Sikes And Nancy

4
Reviewer's Rating

A one-man hour-long dash through Dickens’ most infamous murder, Sikes & Nancy takes the tale of Oliver Twist and turns it into a dramatic gothic extravaganza, a testament to the incredible talents of James Swanton. Swanton plays every character in the play – including the narrator, as the majority of the text is taken verbatim from the novel. He flits between the growl of Bill Sykes, the wavering sorrow of Nancy and the wheedling of Fagin effortlessly, his face and voice elastic and full of vitality.

Swanton is already seated when the audience enters; face contorted in torment, sat in the middle of six chairs, the only scenery that ever appears on stage.
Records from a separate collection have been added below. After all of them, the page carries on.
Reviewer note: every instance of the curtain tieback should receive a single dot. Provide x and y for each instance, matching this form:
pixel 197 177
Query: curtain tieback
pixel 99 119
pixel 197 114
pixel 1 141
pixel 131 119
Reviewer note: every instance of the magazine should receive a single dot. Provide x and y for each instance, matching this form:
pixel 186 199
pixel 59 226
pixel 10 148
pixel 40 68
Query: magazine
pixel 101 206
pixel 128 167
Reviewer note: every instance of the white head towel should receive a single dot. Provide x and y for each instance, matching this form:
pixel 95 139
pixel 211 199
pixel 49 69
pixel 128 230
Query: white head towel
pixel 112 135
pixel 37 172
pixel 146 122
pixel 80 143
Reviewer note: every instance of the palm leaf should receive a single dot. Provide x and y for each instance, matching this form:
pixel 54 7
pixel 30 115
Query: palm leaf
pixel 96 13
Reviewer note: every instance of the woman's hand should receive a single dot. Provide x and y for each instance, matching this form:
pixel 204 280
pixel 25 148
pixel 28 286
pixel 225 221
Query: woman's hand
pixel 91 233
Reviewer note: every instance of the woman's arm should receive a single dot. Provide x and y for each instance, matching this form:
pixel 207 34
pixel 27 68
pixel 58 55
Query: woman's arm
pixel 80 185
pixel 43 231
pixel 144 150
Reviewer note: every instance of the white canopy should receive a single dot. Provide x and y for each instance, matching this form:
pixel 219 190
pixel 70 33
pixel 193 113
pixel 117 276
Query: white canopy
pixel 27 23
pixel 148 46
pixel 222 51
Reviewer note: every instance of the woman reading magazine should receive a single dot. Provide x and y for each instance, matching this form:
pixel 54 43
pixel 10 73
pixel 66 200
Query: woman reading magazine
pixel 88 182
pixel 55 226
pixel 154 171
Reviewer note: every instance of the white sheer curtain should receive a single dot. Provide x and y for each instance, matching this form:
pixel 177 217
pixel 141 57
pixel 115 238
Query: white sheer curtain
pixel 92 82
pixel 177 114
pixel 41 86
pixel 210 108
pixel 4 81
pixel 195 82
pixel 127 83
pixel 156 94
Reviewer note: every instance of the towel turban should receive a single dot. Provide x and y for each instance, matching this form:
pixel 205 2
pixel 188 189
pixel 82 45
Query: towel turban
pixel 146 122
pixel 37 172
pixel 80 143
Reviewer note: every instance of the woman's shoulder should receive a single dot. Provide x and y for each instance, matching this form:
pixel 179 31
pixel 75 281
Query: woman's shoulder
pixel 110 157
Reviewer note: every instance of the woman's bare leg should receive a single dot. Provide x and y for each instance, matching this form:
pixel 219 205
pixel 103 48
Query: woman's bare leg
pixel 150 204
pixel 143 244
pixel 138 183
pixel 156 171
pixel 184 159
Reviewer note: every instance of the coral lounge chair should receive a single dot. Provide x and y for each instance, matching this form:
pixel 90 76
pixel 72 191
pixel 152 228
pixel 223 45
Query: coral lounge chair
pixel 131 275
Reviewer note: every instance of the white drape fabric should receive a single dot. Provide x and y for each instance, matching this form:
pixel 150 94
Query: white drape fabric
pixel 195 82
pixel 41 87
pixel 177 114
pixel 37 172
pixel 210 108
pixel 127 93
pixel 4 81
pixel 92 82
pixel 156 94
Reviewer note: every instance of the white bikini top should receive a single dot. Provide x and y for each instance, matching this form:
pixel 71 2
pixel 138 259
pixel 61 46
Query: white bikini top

The sound of rain dripping is heard in the background, the only thing to break the silence until the lights dim, the audience already captivated as we watch him wring his hands mutely.

Swanton’s acting is not necessarily naturalistic, but nor is meant to be. His Fagin is over-the-top, the narrator almost as dramatic, but Oliver Twist is such an improbable novel to start with it does not really matter, his caricatured versions of the characters chiming with the exaggerated tone of much of the book. His eyes are surrounded by black makeup, like a classic mime artist, and indeed, the lack of scenery means that mime is used frequently throughout the play. The open space means that Swanton can spend his time dashing across the stage, moving chairs to conjure up docks and pubs, filling up the space with sheer physical energy. He is almost constantly moving, the level of vigour consistent throughout, an impressive feat for a production that depends solely on him.

The theatricality at work in Sikes & Nancy is wonderful: black clothes mean that characters can be shrugged on and off easily without the bother of costumes, anything projected onto his simple attire, and when the splash of blood comes, it is all the more striking for being the only colour on stage. The smoke pumped on stage increases at the climactic point, amping up the sense of the gothic, calling to mind the iconic fog that is so strongly associated with Dickensian London.

However, in a play where there is so much speech, the moments of silence are the ones that bring the most tension. This is especially the case in the lead up to Nancy’s murder, where Swanton verges on the too-hysterical. The vivid nature of Dickens’ descriptions of her body do not really need embellishment, and would be more effectively portrayed if Swanton stepped back for a moment and allowed the full horror of what has happened to sink in. The audience are not given an awful lot of time to process, and there is the risk of being so caught up in Sykes’ panicked shrieking that we become desensitised to the brutality of Nancy’s fate.

Despite this, the grisly deaths of the play are well done. After Nancy’s death Bill is almost constantly rubbing the blood over his hands, until both forearms are covered in it. Although he textually has washed the blood off himself, its continued presence creates a Macbeth-like sense of being stained and haunted by the guilt of what he is done, and by the end of the play he is a truly gruesome sight.

Although at times the intensity of his performance feels like too much, Swanton in Sikes & Nancy is a tour de force. There are moments where it is hard to believe there is only one man on stage – he is possessed by these characters, and through him the dingy dens and the criminals that inhabit them are brought to life. It is a testament to his acting that watching him bow at the end is somehow jarring, the man who has been impossible to pin down finally shaking of the world he has inhabited and returning, for now, to ours.